She Puts Things In: Toni Morrison and the Legacy of Black Women Writers

Gabrielle Dudley, Instruction Archivist and QEP Librarian

 

 

In partnership with Emory University’s Rose Library and the Exhibitions team of Woodruff Library, Georgia Public Library Service is launching a tour of She Gathers Me: Networks Among Black Women Writers to libraries statewide. Curated by Gabrielle Dudley, the  six panel exhibit will tour Georgia Public Libraries until 2022. The exhibit features luminaries such as Toni Morrison, Alice Walker, Audre Lorde, Pearl Cleage,  Tayari Jones, and others.

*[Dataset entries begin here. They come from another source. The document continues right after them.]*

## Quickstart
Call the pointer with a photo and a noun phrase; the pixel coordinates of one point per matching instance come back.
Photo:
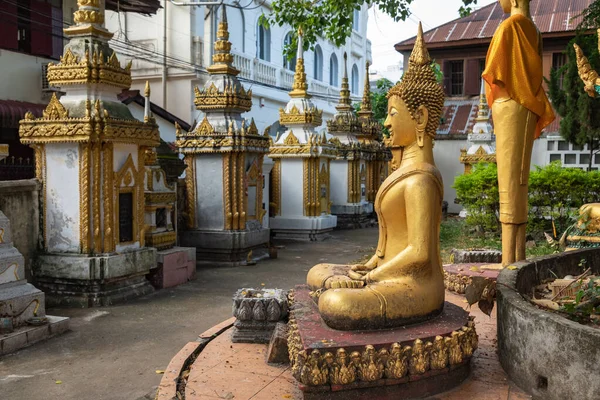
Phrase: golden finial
(365, 105)
(300, 86)
(589, 76)
(420, 55)
(223, 59)
(345, 103)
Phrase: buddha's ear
(422, 117)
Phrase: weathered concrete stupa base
(225, 248)
(303, 228)
(94, 281)
(23, 319)
(354, 216)
(412, 361)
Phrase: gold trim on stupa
(345, 119)
(222, 58)
(89, 60)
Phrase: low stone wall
(19, 201)
(544, 353)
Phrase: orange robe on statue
(514, 59)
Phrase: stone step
(28, 335)
(22, 302)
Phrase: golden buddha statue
(403, 282)
(520, 110)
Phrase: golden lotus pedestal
(411, 361)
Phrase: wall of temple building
(292, 198)
(19, 201)
(259, 55)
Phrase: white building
(187, 39)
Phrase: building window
(125, 219)
(318, 66)
(356, 19)
(264, 43)
(555, 157)
(333, 70)
(354, 85)
(457, 77)
(161, 218)
(287, 63)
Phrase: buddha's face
(400, 123)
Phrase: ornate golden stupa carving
(482, 148)
(301, 112)
(403, 282)
(223, 131)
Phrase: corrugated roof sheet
(550, 16)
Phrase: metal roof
(550, 16)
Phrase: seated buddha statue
(403, 282)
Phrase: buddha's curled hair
(419, 86)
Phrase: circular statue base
(410, 361)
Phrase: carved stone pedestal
(413, 361)
(257, 312)
(94, 281)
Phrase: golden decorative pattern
(232, 97)
(108, 196)
(96, 181)
(275, 188)
(320, 367)
(120, 177)
(73, 70)
(57, 126)
(190, 186)
(312, 116)
(84, 197)
(141, 224)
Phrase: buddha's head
(415, 103)
(507, 5)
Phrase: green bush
(478, 193)
(555, 195)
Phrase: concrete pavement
(113, 353)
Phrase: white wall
(21, 77)
(292, 193)
(209, 192)
(62, 197)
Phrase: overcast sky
(384, 32)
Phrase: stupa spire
(366, 108)
(345, 103)
(222, 58)
(300, 86)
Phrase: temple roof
(550, 16)
(136, 6)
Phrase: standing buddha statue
(520, 110)
(403, 282)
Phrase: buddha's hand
(343, 282)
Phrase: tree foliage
(555, 195)
(591, 16)
(332, 19)
(580, 113)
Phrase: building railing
(12, 168)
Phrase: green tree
(332, 19)
(580, 113)
(591, 16)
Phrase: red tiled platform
(457, 276)
(238, 371)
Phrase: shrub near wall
(555, 195)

Toni Morrison had one of the most recognizable literary voices of the 20th century and actively published novels and essays from 1970 to 2019. Throughout her life her writing was celebrated and garnered recognition via the National Book Critic Circle’s Award, Pulitzer Prize for Fiction and in 1993 she became the first Black woman to win the Nobel Prize in Literature. Though much can be said about Morrison’s distinguished writing career, more attention should be paid to Morrison’s role as a promoter and connector of Black women writers through her work as senior editor in the fiction department at Random House and involvement in writing circles like The Sisterhood. 

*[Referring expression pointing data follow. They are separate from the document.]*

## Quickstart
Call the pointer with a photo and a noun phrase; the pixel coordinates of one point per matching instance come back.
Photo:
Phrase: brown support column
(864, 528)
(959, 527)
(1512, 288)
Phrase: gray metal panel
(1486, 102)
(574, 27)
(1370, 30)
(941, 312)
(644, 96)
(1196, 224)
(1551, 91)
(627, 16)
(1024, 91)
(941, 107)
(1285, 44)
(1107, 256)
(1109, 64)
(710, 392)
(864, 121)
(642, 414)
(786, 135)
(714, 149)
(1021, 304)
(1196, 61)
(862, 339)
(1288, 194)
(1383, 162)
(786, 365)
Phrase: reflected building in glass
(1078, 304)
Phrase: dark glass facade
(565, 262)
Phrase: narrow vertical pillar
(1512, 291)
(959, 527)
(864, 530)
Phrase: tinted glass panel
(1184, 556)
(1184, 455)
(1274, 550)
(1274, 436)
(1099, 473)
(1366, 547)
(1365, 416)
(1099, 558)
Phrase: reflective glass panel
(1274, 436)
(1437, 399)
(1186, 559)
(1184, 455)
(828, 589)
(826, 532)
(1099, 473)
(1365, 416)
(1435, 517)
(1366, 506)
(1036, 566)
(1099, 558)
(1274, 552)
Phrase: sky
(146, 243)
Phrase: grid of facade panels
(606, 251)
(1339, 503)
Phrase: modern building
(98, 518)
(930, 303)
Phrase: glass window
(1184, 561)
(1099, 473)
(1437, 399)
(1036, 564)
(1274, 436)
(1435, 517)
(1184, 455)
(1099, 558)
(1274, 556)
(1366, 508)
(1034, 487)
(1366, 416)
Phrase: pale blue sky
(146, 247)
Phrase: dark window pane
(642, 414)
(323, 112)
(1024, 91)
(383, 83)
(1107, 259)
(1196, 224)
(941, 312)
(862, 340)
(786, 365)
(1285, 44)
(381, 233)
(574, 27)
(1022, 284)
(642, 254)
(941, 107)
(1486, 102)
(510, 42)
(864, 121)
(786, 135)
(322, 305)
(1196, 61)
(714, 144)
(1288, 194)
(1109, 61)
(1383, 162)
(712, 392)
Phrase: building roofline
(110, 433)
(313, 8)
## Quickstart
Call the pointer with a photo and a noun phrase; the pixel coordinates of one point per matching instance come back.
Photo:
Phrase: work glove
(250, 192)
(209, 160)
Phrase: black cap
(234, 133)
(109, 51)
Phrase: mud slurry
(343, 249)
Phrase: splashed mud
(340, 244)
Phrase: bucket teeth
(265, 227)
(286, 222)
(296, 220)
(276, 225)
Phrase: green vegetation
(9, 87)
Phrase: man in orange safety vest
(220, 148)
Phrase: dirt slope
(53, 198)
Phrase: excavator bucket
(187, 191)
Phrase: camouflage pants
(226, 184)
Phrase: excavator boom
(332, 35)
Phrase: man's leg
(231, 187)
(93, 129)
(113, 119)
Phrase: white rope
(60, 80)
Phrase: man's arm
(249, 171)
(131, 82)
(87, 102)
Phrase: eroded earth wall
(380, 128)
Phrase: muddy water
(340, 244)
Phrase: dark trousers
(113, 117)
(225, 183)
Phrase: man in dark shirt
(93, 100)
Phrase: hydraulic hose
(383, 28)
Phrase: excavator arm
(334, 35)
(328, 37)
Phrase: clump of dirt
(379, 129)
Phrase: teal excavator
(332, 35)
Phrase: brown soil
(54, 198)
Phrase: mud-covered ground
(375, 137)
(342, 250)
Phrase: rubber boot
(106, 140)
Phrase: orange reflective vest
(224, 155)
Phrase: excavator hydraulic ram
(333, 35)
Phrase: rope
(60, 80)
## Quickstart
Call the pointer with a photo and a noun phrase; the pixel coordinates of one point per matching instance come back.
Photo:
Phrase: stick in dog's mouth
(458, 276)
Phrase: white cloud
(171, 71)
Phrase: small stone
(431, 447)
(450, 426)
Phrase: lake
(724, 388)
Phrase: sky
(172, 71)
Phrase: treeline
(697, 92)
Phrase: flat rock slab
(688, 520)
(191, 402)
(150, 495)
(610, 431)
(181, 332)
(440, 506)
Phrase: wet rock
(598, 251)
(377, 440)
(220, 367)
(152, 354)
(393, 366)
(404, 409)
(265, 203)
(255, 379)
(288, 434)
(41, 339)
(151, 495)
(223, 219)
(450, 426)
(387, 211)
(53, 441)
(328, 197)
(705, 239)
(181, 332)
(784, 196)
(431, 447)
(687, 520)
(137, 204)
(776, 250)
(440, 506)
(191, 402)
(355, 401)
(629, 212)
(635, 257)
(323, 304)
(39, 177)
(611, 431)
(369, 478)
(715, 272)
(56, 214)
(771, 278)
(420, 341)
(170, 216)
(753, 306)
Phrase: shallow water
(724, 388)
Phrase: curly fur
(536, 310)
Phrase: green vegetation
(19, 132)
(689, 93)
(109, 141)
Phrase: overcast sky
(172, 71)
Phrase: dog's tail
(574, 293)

During Morrison’s tenure as senior fiction editor at Random House, she promoted Black authors and Black literature and edited projects by Black women writers like novelist Toni Cade Bambara and poet Lucille Clifton. Clifton and Morrison were already acquainted with one another as they both attended Howard University in Washington, D.C, though they lost touch until Morrison was assigned as Clifton’s editor at Random House in the 1970s. This pairing likely required some adjustment as Morrison had experience primarily as a fiction writer and Clifton was a poet and children’s book author. For Clifton’s third volume of poetry, An Ordinary Woman the two writers had differences about the direction of the work. Clifton, herself, has a very fragile relationship with previous editors and was committed to the authenticity of her work. 

Morrison provides suggestions to enhance the poems in the volume, many of which Clifton rejects in the margins. Lucille Clifton papers.

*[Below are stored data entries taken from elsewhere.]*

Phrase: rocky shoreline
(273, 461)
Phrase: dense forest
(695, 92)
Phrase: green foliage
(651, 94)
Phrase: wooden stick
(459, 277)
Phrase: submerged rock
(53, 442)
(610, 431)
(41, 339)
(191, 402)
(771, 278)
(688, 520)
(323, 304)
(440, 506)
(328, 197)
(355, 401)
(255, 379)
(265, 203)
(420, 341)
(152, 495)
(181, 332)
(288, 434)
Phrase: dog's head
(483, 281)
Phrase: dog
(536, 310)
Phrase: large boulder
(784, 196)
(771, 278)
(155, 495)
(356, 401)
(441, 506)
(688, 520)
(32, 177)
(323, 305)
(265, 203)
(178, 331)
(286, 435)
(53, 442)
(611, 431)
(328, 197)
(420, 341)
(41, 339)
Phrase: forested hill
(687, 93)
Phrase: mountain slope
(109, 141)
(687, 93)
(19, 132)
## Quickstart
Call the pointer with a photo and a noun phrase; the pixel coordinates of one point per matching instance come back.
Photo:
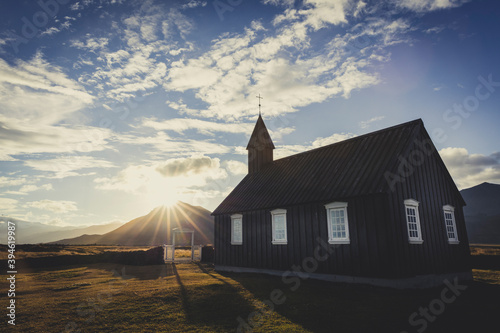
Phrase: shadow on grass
(215, 303)
(325, 307)
(152, 272)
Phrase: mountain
(482, 213)
(36, 232)
(155, 228)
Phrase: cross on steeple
(259, 102)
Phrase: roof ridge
(416, 121)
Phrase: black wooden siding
(368, 253)
(429, 184)
(350, 171)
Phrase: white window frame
(274, 213)
(451, 210)
(413, 204)
(234, 218)
(340, 206)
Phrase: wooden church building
(379, 209)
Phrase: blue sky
(109, 108)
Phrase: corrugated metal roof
(345, 169)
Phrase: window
(236, 229)
(279, 226)
(413, 222)
(338, 224)
(449, 221)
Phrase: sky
(109, 108)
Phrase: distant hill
(482, 213)
(155, 228)
(36, 232)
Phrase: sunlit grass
(193, 297)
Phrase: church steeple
(260, 147)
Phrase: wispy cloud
(54, 206)
(429, 5)
(468, 169)
(367, 123)
(67, 166)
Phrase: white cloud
(236, 167)
(180, 125)
(8, 181)
(187, 166)
(50, 31)
(92, 44)
(334, 138)
(8, 205)
(429, 5)
(60, 207)
(468, 169)
(35, 97)
(33, 188)
(168, 181)
(367, 123)
(161, 144)
(285, 64)
(66, 166)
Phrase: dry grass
(193, 297)
(35, 251)
(485, 249)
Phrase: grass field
(192, 297)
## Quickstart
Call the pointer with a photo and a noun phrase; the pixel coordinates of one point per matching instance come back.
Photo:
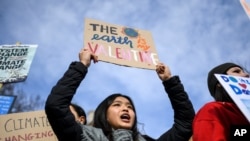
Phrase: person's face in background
(237, 71)
(78, 118)
(120, 114)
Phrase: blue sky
(191, 37)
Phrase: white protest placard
(15, 61)
(239, 90)
(120, 45)
(246, 6)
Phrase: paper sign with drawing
(15, 61)
(239, 90)
(120, 45)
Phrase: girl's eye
(130, 107)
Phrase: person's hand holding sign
(85, 57)
(163, 71)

By  1976, Clifton seemed to greatly appreciate Morrison’s perspective and experience as a fiction writer as she, herself, was making a foray into prose writing. Clifton wanted to write a memoir that explored her family history as she became interested in genealogy, astrology, and connecting with the dead through spirit writings and ouija board, but had trouble getting the project started. It was Morrison that suggested she use a tape recorder and orally capture some of the stories she wanted to tell in what would become Clifton’s memoir titled Generations. In a 1998 interview for Callaloo, she spoke about the legacy of Morrison’s work as an editor and the impact it had on her own memoir. Clifton says, “I think that I must pay a tribute to Toni Morrison as an editor, because her inclination in writing is so opposite mine. She writes ornately, you know; she puts things in. I take things out all the time. And that is a tribute to her as an editor, that she edited this book, and was able to edit someone whose inclination is not the same as hers is in writing.”

Lucille Clifton and Toni Morrison at the 1996 National Book Award ceremony. Lucille Clifton papers.

 

Clifton ultimately left Random House for the not-for-profit publisher BOA Editions though she and Morrison remained friends. In 1996 Clifton’s The Terrible Stories was nominated for the National Book Award in Poetry and Morrison was present to celebrate Clifton’s success.

Even as Morrison was pursuing her own writing and ushering in a new generation of Black writers, she remained active in writing circles with other Black women. 

The Sisterhood Members, 1977. (front row from left) Nana Maynard, Ntozake Shange, Louise Meriwether (back row from left) Vertamae Smart-Grosvenor, Alice Walker, Audrey Edwards, Toni Morrison and June Jordan. Alice Walker papers

In 1977, novelist Alice Walker and poet June Jordan co-founded The Sisterhood in New York City as a platform for Black women writers and other creatives to reject societal opposed competition and embrace one another as friends and colleagues. These types of collectives were important for all Black writers though paramount for women facing both racism and sexism at all areas of publishing. Morrison along with members Ntozake Shange, Louise Merriwether, Rosa Guy, Paule Marshall, Vertamae Grosvenor and others used The Sisterhood as a space to connect with other writers and create pathways to publishing. The group regularly expressed frustrations with the lack of writing and publishing opportunities and did the painstaking work of mapping publishers and their openness towards Black women with Morrison leading the effort. The group considered creating their own publication, one more supportive and accessible to Black women, though the group dispersed due to fluctuations in membership. 

The Sisterhood publishing wheel, 1977. Alice Walker papers

Toni Morrison’s legacy does not begin or end with her own writings. Instead, it begins with her promotion of Black authors and literature even before she had published her first novel and extends to the present generation of writers that she taught, inspired, and supported. 

 

 

Gabrielle Dudley is the Instruction Archivist & QEP Librarian at the Stuart A. Rose Manuscript, Archives, and Rare Book Library.